2におけるカーボンニュートラルを実現 2026年7月31日(適時開示) :日経会社情報DIGITAL

2026-07-31
スカパーJSATグループがScope1、2におけるカーボンニュートラルを実現したことを開示した。

専門家の視点

スカパーJSATグループがScope1と2でカーボンニュートラルを実現した開示は、実体として確かな一歩です。
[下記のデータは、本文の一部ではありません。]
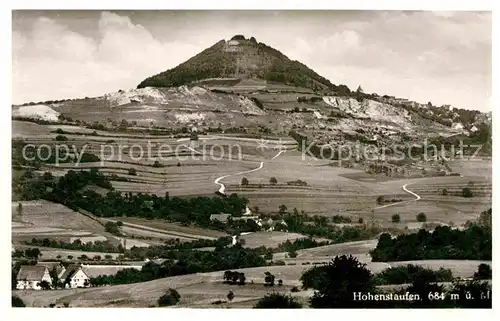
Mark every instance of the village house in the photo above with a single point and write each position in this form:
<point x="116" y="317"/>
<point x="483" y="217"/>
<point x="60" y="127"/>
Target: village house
<point x="75" y="277"/>
<point x="220" y="217"/>
<point x="30" y="277"/>
<point x="60" y="269"/>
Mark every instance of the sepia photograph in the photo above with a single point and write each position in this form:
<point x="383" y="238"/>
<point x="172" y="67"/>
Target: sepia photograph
<point x="251" y="159"/>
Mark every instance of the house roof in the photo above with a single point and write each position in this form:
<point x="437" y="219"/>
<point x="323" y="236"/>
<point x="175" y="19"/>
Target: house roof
<point x="50" y="265"/>
<point x="31" y="273"/>
<point x="70" y="271"/>
<point x="220" y="217"/>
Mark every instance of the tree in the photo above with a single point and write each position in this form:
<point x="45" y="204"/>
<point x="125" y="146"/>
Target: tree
<point x="20" y="209"/>
<point x="277" y="301"/>
<point x="123" y="125"/>
<point x="421" y="217"/>
<point x="467" y="192"/>
<point x="112" y="228"/>
<point x="268" y="279"/>
<point x="336" y="282"/>
<point x="230" y="296"/>
<point x="483" y="272"/>
<point x="241" y="279"/>
<point x="171" y="297"/>
<point x="17" y="302"/>
<point x="61" y="138"/>
<point x="54" y="276"/>
<point x="485" y="218"/>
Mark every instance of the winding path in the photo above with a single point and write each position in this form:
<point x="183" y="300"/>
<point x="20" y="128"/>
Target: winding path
<point x="222" y="188"/>
<point x="417" y="197"/>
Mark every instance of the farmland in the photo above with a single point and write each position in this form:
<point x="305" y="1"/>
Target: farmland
<point x="200" y="290"/>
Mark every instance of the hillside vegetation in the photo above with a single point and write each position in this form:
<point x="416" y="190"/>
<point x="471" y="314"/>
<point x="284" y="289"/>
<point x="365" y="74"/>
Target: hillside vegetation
<point x="245" y="58"/>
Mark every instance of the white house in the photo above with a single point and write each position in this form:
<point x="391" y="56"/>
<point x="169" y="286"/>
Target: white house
<point x="30" y="276"/>
<point x="74" y="277"/>
<point x="457" y="126"/>
<point x="60" y="269"/>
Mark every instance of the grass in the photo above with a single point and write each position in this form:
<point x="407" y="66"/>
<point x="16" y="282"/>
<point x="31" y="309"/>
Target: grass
<point x="199" y="290"/>
<point x="175" y="230"/>
<point x="269" y="239"/>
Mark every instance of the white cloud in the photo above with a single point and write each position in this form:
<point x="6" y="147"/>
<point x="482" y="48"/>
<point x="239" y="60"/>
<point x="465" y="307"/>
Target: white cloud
<point x="53" y="62"/>
<point x="441" y="57"/>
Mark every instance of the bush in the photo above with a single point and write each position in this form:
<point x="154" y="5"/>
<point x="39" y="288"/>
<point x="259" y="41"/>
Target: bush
<point x="17" y="302"/>
<point x="278" y="301"/>
<point x="61" y="138"/>
<point x="112" y="228"/>
<point x="410" y="272"/>
<point x="171" y="297"/>
<point x="421" y="217"/>
<point x="483" y="272"/>
<point x="230" y="296"/>
<point x="269" y="279"/>
<point x="157" y="164"/>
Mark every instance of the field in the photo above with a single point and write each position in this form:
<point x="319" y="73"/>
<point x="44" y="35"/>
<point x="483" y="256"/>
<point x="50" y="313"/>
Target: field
<point x="330" y="190"/>
<point x="269" y="239"/>
<point x="43" y="219"/>
<point x="200" y="290"/>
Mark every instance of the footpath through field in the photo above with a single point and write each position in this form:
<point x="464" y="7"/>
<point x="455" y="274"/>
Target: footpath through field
<point x="417" y="197"/>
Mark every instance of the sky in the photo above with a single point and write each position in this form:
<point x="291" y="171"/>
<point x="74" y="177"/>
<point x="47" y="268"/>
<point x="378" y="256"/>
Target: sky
<point x="441" y="57"/>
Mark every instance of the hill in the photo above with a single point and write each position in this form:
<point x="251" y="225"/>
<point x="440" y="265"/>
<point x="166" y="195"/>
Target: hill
<point x="241" y="58"/>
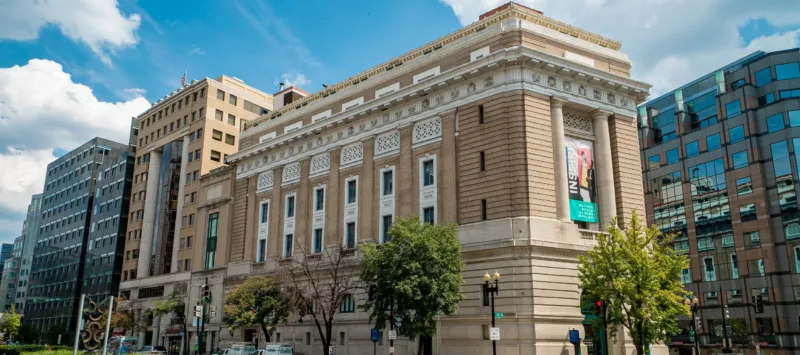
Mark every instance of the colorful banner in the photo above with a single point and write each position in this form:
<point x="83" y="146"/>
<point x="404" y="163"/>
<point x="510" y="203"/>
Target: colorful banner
<point x="580" y="180"/>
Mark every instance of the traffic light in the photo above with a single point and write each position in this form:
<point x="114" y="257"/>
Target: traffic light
<point x="727" y="312"/>
<point x="759" y="301"/>
<point x="206" y="292"/>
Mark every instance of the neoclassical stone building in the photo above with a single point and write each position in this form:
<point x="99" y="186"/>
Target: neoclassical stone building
<point x="519" y="128"/>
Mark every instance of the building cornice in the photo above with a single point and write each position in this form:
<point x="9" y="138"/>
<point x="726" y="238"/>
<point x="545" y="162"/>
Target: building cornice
<point x="513" y="11"/>
<point x="519" y="68"/>
<point x="540" y="68"/>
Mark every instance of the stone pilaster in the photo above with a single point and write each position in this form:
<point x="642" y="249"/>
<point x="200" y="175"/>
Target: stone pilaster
<point x="559" y="159"/>
<point x="604" y="168"/>
<point x="148" y="222"/>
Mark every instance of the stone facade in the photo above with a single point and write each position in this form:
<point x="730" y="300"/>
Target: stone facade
<point x="472" y="129"/>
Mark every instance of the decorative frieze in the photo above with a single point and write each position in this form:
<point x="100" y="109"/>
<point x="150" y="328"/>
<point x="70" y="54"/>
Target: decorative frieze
<point x="387" y="144"/>
<point x="291" y="174"/>
<point x="427" y="130"/>
<point x="320" y="164"/>
<point x="352" y="155"/>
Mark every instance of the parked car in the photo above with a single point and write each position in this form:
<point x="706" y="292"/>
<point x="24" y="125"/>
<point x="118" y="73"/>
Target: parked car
<point x="152" y="349"/>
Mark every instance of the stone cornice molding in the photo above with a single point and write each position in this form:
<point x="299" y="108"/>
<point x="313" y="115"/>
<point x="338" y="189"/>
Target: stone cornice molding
<point x="628" y="90"/>
<point x="442" y="95"/>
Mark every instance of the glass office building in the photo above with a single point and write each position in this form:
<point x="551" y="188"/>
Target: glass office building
<point x="80" y="241"/>
<point x="719" y="165"/>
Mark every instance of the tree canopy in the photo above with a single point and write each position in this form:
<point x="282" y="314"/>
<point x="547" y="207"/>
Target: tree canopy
<point x="417" y="275"/>
<point x="637" y="275"/>
<point x="259" y="300"/>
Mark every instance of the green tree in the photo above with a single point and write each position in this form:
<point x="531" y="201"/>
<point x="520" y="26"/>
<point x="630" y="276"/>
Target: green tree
<point x="637" y="275"/>
<point x="11" y="324"/>
<point x="416" y="276"/>
<point x="174" y="306"/>
<point x="259" y="300"/>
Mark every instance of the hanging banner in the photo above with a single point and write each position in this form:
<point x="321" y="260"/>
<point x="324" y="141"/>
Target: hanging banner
<point x="580" y="180"/>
衛星運用や地上設備の電力使用は物理的に大きな排出源であり、まず自社の直接排出を中和したことは、技術と制度の両面で検証可能な成果です。ただし、この開示が最大の論点とするべきはScope3、すなわちサプライチェーン全体の排出です。衛星放送や通信の価値は、顧客の電化製品やデータセンターまでを含んで初めて成立します。物語は「実現」を強調しますが、その範囲がScope1と2に限定されている事実は、翻訳の省略として認識されます。期待レイヤーでは、投資家やESG評価機関がこの範囲限定の実現を過大評価するリスクがあります。次の観測点は、Scope3の算定方法と削減目標の提示です。時間軸としては、Scope1、2の中和は可逆的ですが、Scope3の構造的削減は不可逆な設備投資と契約変更を要します。両立しにくい事実として、開示力は高い一方で、排出の全体像がまだ見えていません。この構造は、実体はあるが物語が範囲を縮めて伝える「実体の部分翻訳」と呼ぶべきです。